Fresh Homemade Pasta

If you really want to wow dinner guests, serve your favorite Italian dish with fresh homemade pasta. For the most part, the different names and shapes of pasta that you see at the store are all made from the same basic recipe which is simply flour and eggs. Sometimes you can add a little olive oil to help with elasticity of the dough or add to the water as you cook.

Ingredients (per serving)

  • 1 egg
  • 100 g flour – bread or all purpose
  • semolina flour – for dusting dough

This ratio is a rule of thumb for helping you scale your sauce recipes. Once you make the pasta, you can cut and/or shape it into any noodle you want, such as spaghetti, linguini, tagliolini, lasagna, etc.
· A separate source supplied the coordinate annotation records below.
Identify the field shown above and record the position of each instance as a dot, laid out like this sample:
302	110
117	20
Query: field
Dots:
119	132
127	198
Process – both old school and with a mixer

  1. Mix pasta dough:
    1. The old school way to make pasta is first measure out the flour you want to use onto the counter, and create a hole in the center where you crack open an egg for each 100 grams of flour you used. Then you use a fork to mix the eggs and slowly work flour into the eggs. From there you knead by hand until you a smooth elastic dough is formed.
    2. A more convenient way resulting in a faster better kneaded dough is to use a mixer with a bread hook attachment: Add the flour and then the eggs, and mix on speed 1 for 3 mins.. Increase the speed to #4 to knead the dough for 5 mins.
    3. Once kneaded, wrap dough in film and let rest for 30 mins. This helps the gluten relax and be more pliable for what comes next.
    4. If you have pasta machine:
      1. Divide the dough into sections and work through the pasta roller starting on the most open setting. In a series of five passes, run the dough through the press, fold twice to shorten the length to 1/3rd what it was and run through the press again. If dough starts to stick, dust with semolina flour.
      2. On the 5th cycle, start to close the press opening in stages, closing on setting each pass. Depending on the pasta you intend to make, work down to the thinness you want. For example, if you are making tagliolini pasta for cacio e pepe, you want the dough to be thin enough to see your hand shape when holding the dough from below (2nd smallest setting on the roller).
      3. Make the pasta: If you are making lasagna noodles you are done and just need to cut the dough to the length of your pan.
        1. If you are making noodles, dust dough and replace roller with noodle attachment and cut the dough into long noodles. When that is done, cut to noodles to length.
    5. If rolling dough by hand
      1. Divide dough into smaller sections and roll out each section into long thing rectangles.
      2. Fold each rectangle twice, shortening the length by a third.
      3. Roll dough out again.
      4. Repeat steps 2 and 3 four more times.
      5. Cut dough into noodle ribbons. Dust each flat rectangle and stack three high. Gently fold down the length twice to make a narrow width then cut the dough into ribbons the width you want your noodles to be.
    6. Cook Pasta Noodles: In a pot of salted boiling water, with perhaps some olive oil, cook the pasta ~4 mins. Do not rinse, you want the pasta sticky so your sauce will stick.
    7. If not cooking immediately: store in fridge for up to a few hours. To help keep the noodles from sticking, toss in semolina flour and make a series of circular piles on a tray each consisting of approximately a serving size. When you drop these nests into the boiling water when you are ready to cook, they will untangle and the flour coating will boil off.